Monthly Archives: August 2013

Hagiography Society: Leeds Medieval Congress 2014, Sponsored Sessions – Call For Papers

The Hagiography Society seeks either individual papers or full session proposals for sponsored sessions at the International Medieval Congress 2014 in Leeds (7-10 July). Although all proposals relating to saints and hagiography will be considered, those which respond to the congress theme of ‘Empire’ or to the suggested sessions below are particularly welcomed.

Shifting Practices, Priorities, and Perceptions: The Changing Nature of Medieval Saints’ Cults.

 Whether considered from the standpoint of a single cult centre, or a saint with a following spread over a wide geographic area, the practices, motivations, and audiences of saints’ cults often changed over time. Papers in this panel might explore this issue through a variety of lenses: using available documentation of cult practice and promotion, iconographic changes seen in the representation of saints over time, alterations made to shrines and buildings, developments in the hagiographical tradition as witnessed by surviving copies of vitae, or other approaches. Interdisciplinary work is welcomed.

Local Heroes: New Approaches to the Study of Minor Saints and their Cults. 

This session is intended to provide an arena for scholars currently working on lesser-known saints and cults for which only fleeting textual, visual and/or material evidence remains.
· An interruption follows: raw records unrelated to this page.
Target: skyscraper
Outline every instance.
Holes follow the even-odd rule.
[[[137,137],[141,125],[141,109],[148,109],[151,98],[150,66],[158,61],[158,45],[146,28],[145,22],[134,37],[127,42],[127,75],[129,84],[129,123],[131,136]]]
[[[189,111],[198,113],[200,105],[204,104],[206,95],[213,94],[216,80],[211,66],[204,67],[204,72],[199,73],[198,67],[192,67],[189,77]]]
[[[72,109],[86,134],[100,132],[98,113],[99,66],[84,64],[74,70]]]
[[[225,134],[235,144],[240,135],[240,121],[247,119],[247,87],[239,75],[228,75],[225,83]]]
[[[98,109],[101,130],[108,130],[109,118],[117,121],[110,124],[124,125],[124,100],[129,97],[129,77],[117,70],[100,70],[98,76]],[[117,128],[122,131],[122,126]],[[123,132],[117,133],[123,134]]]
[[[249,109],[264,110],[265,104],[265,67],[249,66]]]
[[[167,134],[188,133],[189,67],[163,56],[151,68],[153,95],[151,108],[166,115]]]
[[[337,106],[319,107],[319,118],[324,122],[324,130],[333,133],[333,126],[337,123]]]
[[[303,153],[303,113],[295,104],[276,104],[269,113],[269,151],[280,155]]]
Proposed papers should engage with some of the following questions: What avenues of investigation are open to researchers in this area? How have new methodologies changed the field? How significant were these cults to the communities who venerated them? What factors prevented these saints from achieving wider prominence? And what insights do such micro-studies add to our broader understanding of medieval devotional practices?

Individual papers should be 20 minutes in length while full session proposals must consist of three papers.

Please e-mail abstract proposals of between 250-300 words per paper to H.Birkett@exeter.ac.uk by Friday 13 September.

If regular mail is preferred, hard copies should be sent to:

Dr Helen Birkett
History
Amory Building, Rennes Drive
EX4 4RJ, UK. 

Please ensure that postal applications arrive before the deadline.

For more information about the International Medieval Congress see: http://www.leeds.ac.uk/ims/imc/imc2014_call.html

ARC Centre for the History of Emotions: Early Career Rsearcher Visitng Program – Call For Applications

As part of its international research collaboration, the ARC Centre for the History of Emotions will fund excellent international Early Career Researchers in the field to visit one or more of the Australian nodes for a period of two months, to work with members of the Centre on a research program of their choice.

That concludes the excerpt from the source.